Wednesday, April 15, 2009

The Mandala Process Continues...

Watercolor Mandala (I don't remember doing this one)

So you've tried making a mandala? Good for you! Advice on creating them? You bet.

First off, don't judge yourself on their quality, because making them isn't about art. If you end up with some cool art, that's merely a bonus. Creating them is an outlet... a meditation. Some people knit, hike, play music - all for the purpose of letting go. This is the same with the mandala process, and the cool thing about them is that you can reflect on them once completed- and sometimes, you might just notice meaningful things amidst all of those lines and doodles.

I always start at the center, (I consider it to be "me" in the center) and then I work outward in concentric circular patterns. It's helpful if you try (at least in the beginning) to go only in direction (clockwise or counter-clockwise) as it helps you to develop a rhythm to your pattern-making. It gets much easier once you develop a rhythm to your work.

Develop a small library of shapes and designs to use. Don't over think it. You can do it all with little circles, lines, X's, triangles, or try using letters from the alphabet - M's work well, or an "S" on it's side.

Remember that no line or mark you put on the page needs to be perfect. In fact, they shouldn't be perfect. Because if they are perfect, you are putting too much conscious effort into it. Again I stress, this isn't about creating art - it's a meditative process and you shouldn't overthink it.
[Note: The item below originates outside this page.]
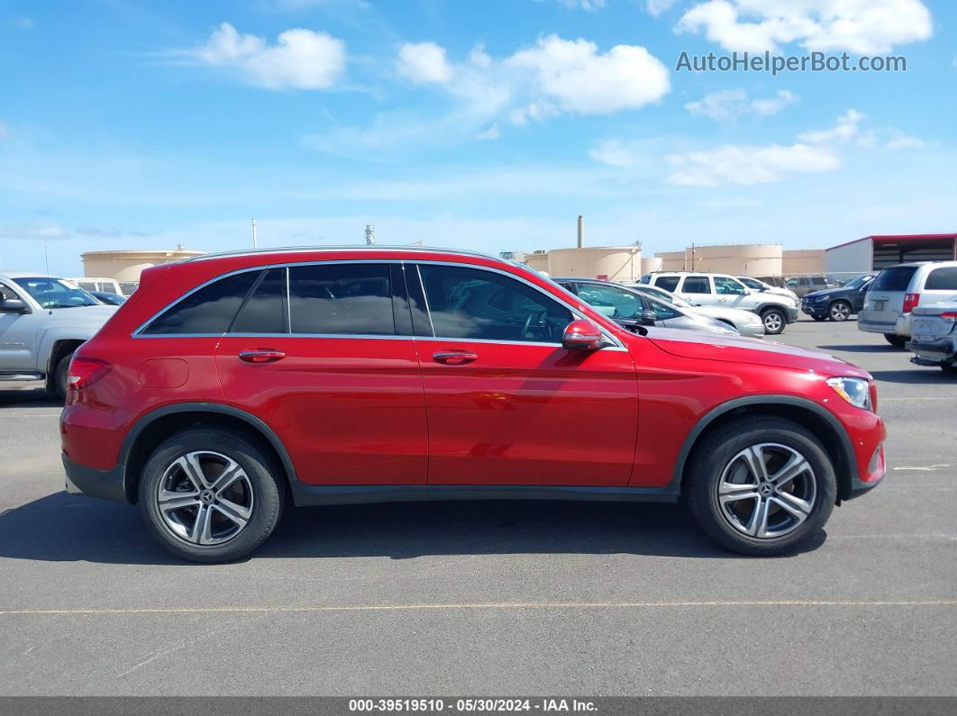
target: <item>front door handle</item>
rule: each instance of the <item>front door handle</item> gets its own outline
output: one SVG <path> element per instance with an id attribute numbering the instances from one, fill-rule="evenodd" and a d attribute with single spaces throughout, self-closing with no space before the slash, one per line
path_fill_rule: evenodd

Do enough of them (I've probably done over 400 of them) and the various patterns and gestures start to come a little easier. Remember to be kind to yourself throughout the process - resist the urge to judge your creation. I give you full permission to make mistakes and crooked lines and so you should extend the same permission to yourself.

I recommend using some kind of tablet that allows you to easily spin it so you can continuously work in every direction. Select a writing implement that allows you to work effortlessly. If the pen/marker, etc. doesn't move smoothly on the paper in every direction, it may cause frustration and/or hand fatigue.

If like me, you end up sitting and concentrating on a piece for a long period of time, remember to consciously breathe, and stretch yourself out every once in a while. It's easy to get lost in one of these meditations and you don't want to stop and find yourself all cramped up.

But most of all - have fun & just let go!

4 comments:

sophie_lila said...

Thanks for sharing your process, Stephanie. I think I've mentioned my inability to draw these in the past - your post gives me hope and reminds me that it's about the process, not necessarily the end result.

Biffybeans said...

Thank you Sophie! Yes - it's just about giving yourself permission to put lines on paper and not being judgmental about the result. It's a way to drop into and out of your mind when you have the time to put pen to paper. Like when waiting in a doctor's office, or at the airport...

Linda Miller said...

I love your description of mandalas. I love to get into bed early in the evening with my pencils and markers and art pad and books of printed mandalas. It is so fun to choose colors and designs based on how I feel at the moment. It is a form of meditation for me. Thanks for sharing here!

Orice said...

Your mandalas always inspire me. Thanks for sharing the "how" of your process. Think I'll dip into a few more for myself again.